I understand that I was addicted... I think as she stood by me through thick and thin back then, I at some point decided to forego all my other relations just to be with her. She did take a lot for me back then. And that was when I became much more attached to her. She started getting less attached to me, it seems, as she started hanging out with her friends more. She had a lot of anxiety issues (even before me), and I recommended she sees a therapist who I believe also suggested her to break down attachments to me. I think my problems caused her a lot of her issues too.

I just hope I made the right choice back in March. And that the guilt and addiction symptoms started in June-July came from the new difficulties I started facing professionally, and the unsatisfying one night stands, on top of no longer having anyone to just chill with as I remembered how she stood by me before. But I still regret much... I do wish everything with her had been different.

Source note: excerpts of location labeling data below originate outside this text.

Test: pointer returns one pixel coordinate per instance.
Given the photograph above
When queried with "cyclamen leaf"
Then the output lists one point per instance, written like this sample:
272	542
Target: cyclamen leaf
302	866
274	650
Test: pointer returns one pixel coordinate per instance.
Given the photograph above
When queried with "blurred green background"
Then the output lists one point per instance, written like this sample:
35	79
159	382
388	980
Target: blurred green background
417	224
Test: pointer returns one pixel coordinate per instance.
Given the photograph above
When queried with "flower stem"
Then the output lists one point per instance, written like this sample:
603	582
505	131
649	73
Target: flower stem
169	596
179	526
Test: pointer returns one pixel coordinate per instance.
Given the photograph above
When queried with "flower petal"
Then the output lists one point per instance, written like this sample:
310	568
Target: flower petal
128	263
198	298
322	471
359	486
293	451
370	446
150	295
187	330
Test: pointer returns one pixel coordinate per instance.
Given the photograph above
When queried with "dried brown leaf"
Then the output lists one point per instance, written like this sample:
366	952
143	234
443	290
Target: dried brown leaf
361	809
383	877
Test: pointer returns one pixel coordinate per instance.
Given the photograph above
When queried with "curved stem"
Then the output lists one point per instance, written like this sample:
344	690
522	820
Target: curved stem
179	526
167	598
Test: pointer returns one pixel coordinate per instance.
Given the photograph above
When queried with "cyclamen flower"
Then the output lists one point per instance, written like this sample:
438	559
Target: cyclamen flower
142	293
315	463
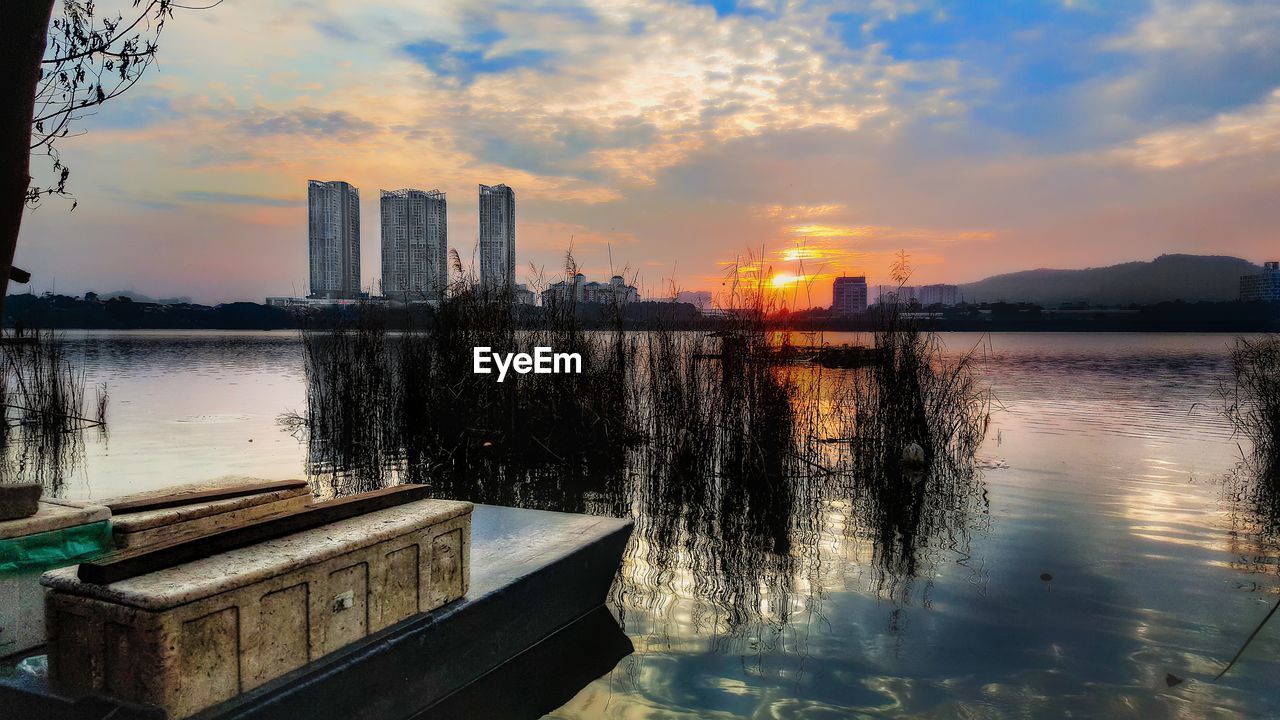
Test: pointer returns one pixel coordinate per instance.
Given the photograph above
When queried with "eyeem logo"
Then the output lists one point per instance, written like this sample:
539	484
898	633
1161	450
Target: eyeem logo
542	361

Haha it's all good, I have limited experiences with guys as a dom.
This brings another thing I might ask, since you seem to be really cool and are giving good insight (thanks so much btw, wish I could know you away from the board haha). I believe I am a bull, I always fantasize about being with a couple. Before her, I had attachment issues (maybe still do) and never really even tried dating anyone else. This probably contributed to my addiction symptoms. And while with her, I did tend to eye and flirt with other girls, who a lot of times responded (but I never went any further). Any insight into this? Any recommendations of what kind of girls etc? What kind of relationship next?